The 9th U.S. Circuit Court of Appeals ruling overturned a jury verdict that found the manufacturer of mortar cartridges not liable for causing the 2006 explosion that killed Staff Sgt. Oscar Rodriguez.
The 27-year-old from Beeville, Texas, was hit by shrapnel at the Pohakuloa Training Area on the Big Island. He was supervising the firing of two mortars when a shell detonated in the cannon. The blast seriously injured Samuel Oyola-Perez, Julius Riggins and Wilfredo Dayandante.
In 2008, the families and injured soldiers sued the manufacturer, General Dynamics Armament and Technical Products Inc., claiming the shell was defective. They appealed the jury's 2010 verdict.
The appeals court issued a ruling on March 7 that the trial court was wrong to allow an Army investigator to give testimony as a lay witness that could only be provided by an expert. The investigator, Philip Leong, claimed the explosion was probably caused by the soldiers. He was General Dynamics' only witness.

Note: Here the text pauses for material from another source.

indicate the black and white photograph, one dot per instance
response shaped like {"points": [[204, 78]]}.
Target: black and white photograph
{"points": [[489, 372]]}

"Here, the district court erred when it allowed Leong to offer specialized and highly technical testimony about the cause of the explosion," the 9th Circuit panel's opinion states.
One of the three judges dissented, writing, "a retrial is no more than a second bite at the same apple."
Attorneys for the defendants didn't respond to requests for comment.
"After Oscar died, the Army came to my home and told me that a crack in General Dynamic's mortar shell caused the explosion," said Rodriguez's wife, Stephanie Rodriguez. "This was the official explanation provided to my family by the Army. The Army was very clear that the soldiers did not cause the explosion."
Her husband joined the Army in 1996 and served in Iraq for 13 months before being assigned to Hawaii.
"Oscar died seven years ago and this has been a very, very long journey," the widow said. "We will see this through and find justice in Oscar's memory, and for the other soldiers and families."